A good electronic medical records system must be able to demonstrate a process for maintaining the legal integrity of its records. Here we cover some of the top considerations when moving your practice from paper to digital.
As a practice makes the transition from paper to electronic medical records, they may encounter a variety of legal concerns. Some important decisions must be made to ensure the legal integrity of digital records. Additionally, there will be some surprises in store regarding compliance, privacy, and security. In matters of electronic medical records, the best offense is a good defense. Here are some issues to consider:
When you write a medical exam on a piece of paper and sign it, you’ve created a legal document. By now you are probably well aware of the importance of documentation, and the dangers which alterations to medical records invite. A paper chart’s integrity is usually rather simple to determine. However, an electronic chart is often more complicated. According to the Healthcare Information and Management Systems Society, an electronic record must be stored in a legally correct manner - otherwise it may be considered hearsay, challenged as legally invalid.
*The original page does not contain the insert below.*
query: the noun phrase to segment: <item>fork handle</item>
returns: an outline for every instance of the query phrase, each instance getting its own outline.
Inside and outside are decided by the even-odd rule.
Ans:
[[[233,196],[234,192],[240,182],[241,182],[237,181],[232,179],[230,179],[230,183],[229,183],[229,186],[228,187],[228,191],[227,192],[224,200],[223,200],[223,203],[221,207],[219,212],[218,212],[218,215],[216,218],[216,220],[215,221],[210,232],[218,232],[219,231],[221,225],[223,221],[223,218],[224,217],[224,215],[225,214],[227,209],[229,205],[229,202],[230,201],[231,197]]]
So, why is this important? Well, if your electronic medical records don’t meet the Federal or State requirements for a medical record, payors can deny a claim. Or, even worse, you may subject your practice to an increased risk of an adverse outcome in litigation. It’s not only important to be sure your electronic medical records are not altered, but you also need the ability to demonstrate the procedures which prove this fact.
How do you make sure an electronic record cannot be altered? The ideal system must balance the user’s desires, including ability to correct mistakes and make changes, with the legal integrity of the record itself.
- Does your EMR system “time stamp” each entry to produce an audit trail? This could include an unalterable record of every entry and event in order to prove the validity of the record.
- Does it restrict access to certain templates or features? You wouldn’t want a front desk employee changing patients’ intraocular pressures, for example.
- Does the system keep track of which person documented what? You wouldn’t want your name associated with another user’s entry.
- Does it have a strict but not too time-consuming security protocol? Some solutions include alphanumeric passwords that are changed periodically, biometric access, and automatic logout after a period of inactivity.
- Does it have a secure yet practical “lock-out” feature? A typical one might allow the doctor to make changes at the end of the day, but after 24 hours the record locks. This may seem a bit harsh, but it could actually serve to protect you by preventing unauthorized changes.